WPR supports full-stack search evaluation across retrieval (are the right candidates being retrieved?), ranking (are results presented in the most useful order?), post-processing (are filters and blends improving relevance?), and user experience composition (does the layout guide the user effectively?).
Two key applications of WPR include offline feature evaluation (assessing impact of new ranking models, processing logic changes, or UI updates before rollout to A/B testing) and continuous production monitoring (measuring daily search relevance and capturing quality signals beyond user engagement and system performance).
## Results and Impact
AutoEval has delivered substantial improvements across DoorDash's relevance evaluation lifecycle. The system reduced relevance judgment turnaround time by 98% compared to human evaluation, enabling a nine-fold increase in evaluation capacity and resolving a major bottleneck in their offline experimentation pipeline.

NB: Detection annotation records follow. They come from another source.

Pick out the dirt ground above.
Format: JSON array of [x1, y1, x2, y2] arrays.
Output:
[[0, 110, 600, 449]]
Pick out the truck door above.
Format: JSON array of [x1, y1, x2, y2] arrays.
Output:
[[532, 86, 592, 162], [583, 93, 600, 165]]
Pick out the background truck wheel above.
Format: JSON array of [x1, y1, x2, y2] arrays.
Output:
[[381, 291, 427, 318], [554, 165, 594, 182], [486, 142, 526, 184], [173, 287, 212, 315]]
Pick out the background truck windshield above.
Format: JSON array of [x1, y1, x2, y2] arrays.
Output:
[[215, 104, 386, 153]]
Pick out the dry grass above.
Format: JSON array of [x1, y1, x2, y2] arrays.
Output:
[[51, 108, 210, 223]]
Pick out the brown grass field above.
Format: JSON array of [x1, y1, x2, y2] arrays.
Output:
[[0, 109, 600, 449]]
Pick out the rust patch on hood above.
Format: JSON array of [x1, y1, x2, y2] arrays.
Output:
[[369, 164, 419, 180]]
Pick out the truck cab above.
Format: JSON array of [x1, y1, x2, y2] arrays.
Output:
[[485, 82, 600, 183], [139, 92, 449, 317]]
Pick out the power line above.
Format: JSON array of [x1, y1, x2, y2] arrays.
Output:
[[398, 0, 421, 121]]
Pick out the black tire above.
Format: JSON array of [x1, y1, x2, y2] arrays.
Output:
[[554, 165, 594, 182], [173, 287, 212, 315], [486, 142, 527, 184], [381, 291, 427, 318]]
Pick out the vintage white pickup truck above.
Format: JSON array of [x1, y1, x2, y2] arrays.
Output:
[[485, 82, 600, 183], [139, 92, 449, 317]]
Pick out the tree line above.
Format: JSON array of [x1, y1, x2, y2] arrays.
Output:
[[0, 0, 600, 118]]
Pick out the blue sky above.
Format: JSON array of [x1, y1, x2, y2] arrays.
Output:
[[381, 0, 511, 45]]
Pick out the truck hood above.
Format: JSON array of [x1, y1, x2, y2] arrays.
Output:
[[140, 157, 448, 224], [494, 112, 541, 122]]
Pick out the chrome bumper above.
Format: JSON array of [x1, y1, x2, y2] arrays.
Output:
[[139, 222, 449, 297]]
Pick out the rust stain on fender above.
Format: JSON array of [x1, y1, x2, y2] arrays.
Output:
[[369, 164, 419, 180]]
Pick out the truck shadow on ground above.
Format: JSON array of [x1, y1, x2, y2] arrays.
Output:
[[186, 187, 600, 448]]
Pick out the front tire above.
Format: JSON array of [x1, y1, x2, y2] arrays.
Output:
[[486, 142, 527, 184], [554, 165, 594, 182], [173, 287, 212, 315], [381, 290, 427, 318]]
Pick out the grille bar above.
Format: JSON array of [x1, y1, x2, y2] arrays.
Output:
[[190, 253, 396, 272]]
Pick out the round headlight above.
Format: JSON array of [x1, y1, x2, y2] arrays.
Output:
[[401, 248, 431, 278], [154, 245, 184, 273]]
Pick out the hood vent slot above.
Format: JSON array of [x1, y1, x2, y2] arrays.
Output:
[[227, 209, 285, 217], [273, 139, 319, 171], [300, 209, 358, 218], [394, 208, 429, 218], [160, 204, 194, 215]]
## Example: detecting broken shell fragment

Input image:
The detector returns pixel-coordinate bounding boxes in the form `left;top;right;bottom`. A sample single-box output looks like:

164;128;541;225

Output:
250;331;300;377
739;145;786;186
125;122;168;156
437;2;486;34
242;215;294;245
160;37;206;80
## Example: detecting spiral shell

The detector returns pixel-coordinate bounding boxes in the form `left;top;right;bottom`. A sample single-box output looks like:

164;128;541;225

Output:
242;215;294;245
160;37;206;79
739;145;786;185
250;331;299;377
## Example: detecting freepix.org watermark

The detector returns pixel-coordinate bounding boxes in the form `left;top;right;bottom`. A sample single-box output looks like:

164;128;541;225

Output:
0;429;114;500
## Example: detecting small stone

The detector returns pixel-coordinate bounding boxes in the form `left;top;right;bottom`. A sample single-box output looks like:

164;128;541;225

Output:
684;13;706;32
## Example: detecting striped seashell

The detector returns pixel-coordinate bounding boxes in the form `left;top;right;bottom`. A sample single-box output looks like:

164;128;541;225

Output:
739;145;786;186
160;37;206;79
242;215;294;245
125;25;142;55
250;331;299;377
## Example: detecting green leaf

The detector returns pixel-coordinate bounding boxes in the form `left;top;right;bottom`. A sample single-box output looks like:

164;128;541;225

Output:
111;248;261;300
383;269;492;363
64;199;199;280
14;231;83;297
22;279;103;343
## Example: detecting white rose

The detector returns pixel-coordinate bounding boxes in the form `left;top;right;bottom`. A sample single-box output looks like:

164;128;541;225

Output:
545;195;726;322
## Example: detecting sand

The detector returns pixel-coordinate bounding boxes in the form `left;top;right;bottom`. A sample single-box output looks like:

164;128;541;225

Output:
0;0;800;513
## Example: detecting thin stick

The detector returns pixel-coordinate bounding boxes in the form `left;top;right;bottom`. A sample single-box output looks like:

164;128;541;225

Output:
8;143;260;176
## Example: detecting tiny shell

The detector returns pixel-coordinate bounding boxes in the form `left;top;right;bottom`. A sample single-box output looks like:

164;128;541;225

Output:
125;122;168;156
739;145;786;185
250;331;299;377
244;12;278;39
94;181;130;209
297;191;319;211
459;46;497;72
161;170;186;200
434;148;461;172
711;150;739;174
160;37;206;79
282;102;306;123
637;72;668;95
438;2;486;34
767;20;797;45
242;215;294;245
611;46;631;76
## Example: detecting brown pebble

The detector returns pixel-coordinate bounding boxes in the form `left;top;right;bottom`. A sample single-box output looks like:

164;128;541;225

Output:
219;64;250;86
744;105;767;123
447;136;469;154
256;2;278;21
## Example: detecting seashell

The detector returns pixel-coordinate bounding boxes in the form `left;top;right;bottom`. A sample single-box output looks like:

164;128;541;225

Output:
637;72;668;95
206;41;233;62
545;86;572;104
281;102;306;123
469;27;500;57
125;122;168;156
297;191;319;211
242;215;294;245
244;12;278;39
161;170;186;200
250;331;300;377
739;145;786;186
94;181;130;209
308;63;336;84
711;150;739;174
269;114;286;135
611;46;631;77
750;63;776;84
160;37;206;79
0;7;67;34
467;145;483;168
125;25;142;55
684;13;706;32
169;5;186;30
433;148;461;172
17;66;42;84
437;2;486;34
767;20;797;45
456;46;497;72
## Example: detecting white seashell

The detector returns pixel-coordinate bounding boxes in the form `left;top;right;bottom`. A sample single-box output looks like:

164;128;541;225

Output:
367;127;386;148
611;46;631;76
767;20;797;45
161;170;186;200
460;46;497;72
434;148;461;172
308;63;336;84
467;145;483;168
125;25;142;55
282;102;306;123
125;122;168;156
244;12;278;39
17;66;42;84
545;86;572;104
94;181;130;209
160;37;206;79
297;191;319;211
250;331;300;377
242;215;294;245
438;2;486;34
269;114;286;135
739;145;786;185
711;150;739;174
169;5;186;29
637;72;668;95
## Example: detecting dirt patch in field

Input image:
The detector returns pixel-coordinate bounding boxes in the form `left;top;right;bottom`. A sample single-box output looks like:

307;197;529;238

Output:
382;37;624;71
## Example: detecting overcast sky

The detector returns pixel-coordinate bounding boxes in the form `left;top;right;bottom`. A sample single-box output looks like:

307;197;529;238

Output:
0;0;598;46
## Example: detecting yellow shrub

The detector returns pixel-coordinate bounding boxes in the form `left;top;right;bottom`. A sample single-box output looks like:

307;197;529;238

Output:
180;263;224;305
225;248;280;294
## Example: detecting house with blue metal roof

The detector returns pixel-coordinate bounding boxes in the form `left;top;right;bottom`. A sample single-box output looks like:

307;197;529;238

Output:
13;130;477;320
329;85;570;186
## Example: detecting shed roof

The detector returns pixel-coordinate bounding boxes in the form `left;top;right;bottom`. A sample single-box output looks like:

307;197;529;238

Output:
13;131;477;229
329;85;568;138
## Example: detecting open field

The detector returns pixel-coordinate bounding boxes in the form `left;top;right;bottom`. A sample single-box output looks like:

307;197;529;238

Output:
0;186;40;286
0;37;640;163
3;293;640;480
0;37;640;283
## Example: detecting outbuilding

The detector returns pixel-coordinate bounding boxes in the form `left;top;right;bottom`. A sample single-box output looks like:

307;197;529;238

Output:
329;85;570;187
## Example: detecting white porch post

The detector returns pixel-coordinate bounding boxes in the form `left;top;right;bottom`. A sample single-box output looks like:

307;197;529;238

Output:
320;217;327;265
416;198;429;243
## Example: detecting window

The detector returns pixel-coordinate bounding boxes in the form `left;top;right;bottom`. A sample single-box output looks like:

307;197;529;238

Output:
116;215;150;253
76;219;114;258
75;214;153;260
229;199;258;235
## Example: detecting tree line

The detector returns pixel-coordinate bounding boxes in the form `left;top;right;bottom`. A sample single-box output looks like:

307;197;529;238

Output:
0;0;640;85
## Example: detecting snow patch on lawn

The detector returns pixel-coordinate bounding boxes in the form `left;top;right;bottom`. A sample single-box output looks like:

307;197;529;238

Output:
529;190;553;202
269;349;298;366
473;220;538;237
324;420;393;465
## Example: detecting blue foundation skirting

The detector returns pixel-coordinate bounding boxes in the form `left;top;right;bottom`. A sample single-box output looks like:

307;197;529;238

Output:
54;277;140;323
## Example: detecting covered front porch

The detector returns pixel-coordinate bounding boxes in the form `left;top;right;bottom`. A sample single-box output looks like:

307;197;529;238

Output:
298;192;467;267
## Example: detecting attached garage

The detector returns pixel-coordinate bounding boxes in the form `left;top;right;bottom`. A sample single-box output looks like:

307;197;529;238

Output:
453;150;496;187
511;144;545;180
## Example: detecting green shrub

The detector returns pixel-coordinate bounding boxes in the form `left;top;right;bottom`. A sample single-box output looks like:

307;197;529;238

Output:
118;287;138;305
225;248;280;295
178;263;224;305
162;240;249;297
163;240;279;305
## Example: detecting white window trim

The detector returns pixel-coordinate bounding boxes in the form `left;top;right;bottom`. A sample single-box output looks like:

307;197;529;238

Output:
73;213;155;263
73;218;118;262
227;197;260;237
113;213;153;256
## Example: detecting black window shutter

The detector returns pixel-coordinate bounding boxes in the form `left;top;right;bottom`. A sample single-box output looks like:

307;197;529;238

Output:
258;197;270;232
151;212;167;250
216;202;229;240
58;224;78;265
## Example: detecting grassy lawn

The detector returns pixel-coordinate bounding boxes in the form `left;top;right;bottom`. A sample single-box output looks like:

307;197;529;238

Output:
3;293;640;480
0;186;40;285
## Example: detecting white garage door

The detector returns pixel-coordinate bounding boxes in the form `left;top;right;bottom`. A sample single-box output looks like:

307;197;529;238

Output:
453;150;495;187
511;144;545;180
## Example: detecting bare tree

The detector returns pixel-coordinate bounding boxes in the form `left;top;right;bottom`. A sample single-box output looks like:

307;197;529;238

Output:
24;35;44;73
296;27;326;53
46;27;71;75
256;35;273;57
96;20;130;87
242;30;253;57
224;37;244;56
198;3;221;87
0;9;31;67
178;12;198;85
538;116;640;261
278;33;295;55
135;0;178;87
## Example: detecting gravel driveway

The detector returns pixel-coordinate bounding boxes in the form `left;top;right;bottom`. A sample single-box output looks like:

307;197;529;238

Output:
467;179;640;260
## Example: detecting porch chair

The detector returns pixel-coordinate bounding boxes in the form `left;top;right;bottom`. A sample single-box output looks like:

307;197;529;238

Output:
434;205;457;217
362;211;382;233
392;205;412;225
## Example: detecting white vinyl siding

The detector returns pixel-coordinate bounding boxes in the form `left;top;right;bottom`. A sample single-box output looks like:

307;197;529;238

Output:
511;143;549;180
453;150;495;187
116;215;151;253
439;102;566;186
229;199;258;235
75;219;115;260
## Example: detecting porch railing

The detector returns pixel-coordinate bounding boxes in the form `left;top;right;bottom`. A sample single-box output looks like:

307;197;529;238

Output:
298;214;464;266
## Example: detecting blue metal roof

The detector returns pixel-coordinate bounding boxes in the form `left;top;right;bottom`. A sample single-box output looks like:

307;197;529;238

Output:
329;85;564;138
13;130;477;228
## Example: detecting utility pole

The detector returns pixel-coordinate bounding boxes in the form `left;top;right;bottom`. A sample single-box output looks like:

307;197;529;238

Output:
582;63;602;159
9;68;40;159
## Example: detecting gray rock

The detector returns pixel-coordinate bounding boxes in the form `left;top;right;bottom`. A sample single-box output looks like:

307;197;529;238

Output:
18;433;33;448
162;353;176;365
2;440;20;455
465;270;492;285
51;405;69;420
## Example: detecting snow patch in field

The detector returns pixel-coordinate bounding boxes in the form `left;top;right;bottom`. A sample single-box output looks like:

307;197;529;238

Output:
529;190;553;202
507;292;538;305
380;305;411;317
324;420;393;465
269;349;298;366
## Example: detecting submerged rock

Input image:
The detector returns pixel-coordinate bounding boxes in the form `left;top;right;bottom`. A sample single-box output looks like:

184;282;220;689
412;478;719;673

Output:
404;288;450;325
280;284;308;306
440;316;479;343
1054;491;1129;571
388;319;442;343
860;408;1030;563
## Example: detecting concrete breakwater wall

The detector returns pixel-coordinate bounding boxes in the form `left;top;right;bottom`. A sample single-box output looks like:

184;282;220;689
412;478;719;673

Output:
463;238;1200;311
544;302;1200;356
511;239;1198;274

From an efficiency standpoint, AutoEval freed expert raters from repetitive labeling tasks, allowing them to focus on guideline development, auditing, and edge case resolution—activities that raise overall quality and consistency of evaluation standards.
On accuracy, fine-tuned LLMs consistently match or outperform external raters in key relevance tasks, including store name and dish-level search satisfaction. In offline benchmark evaluation, the fine-tuned GPT-4o model outperformed external raters in overall accuracy after several quality improvement loops.
## Future Directions and Considerations
DoorDash outlines several future improvements. They plan to decouple from a single LLM provider (currently OpenAI) by routing traffic through an internal GenAI gateway, enabling experimentation with cost, latency, and accuracy trade-offs across multiple vendors. They're also exploring in-house LLMs for greater control and cost efficiency, potentially allowing tighter alignment with DoorDash-specific language patterns and domain expertise.
Additionally, they plan to enhance prompt context with external knowledge sources to better handle tail queries and unfamiliar entities—for instance, fetching external data about stores that haven't yet onboarded with DoorDash.
## Critical Assessment
While the case study presents impressive results, some aspects warrant consideration. The 98% reduction in turnaround time and accuracy improvements are notable, but the comparison baseline (external crowd raters) may not represent the highest standard of human evaluation. The claim that fine-tuned models "outperform" external raters should be understood in context—these are crowd annotators, not domain experts.
The human-in-the-loop approach is commendable and addresses concerns about fully automated evaluation. However, the case study doesn't extensively discuss failure modes, edge cases where the LLM struggles, or potential biases in the evaluation system.
The dependency on OpenAI's GPT-4o represents both a technical and business risk, which DoorDash acknowledges by planning to develop an internal gateway for vendor flexibility. The exploration of in-house LLMs suggests awareness of cost and control trade-offs inherent in relying on external API providers.
Overall, AutoEval represents a well-designed production LLM system that balances automation with human oversight, addresses practical scalability challenges, and demonstrates thoughtful engineering practices including prompt engineering, fine-tuning, and continuous quality monitoring.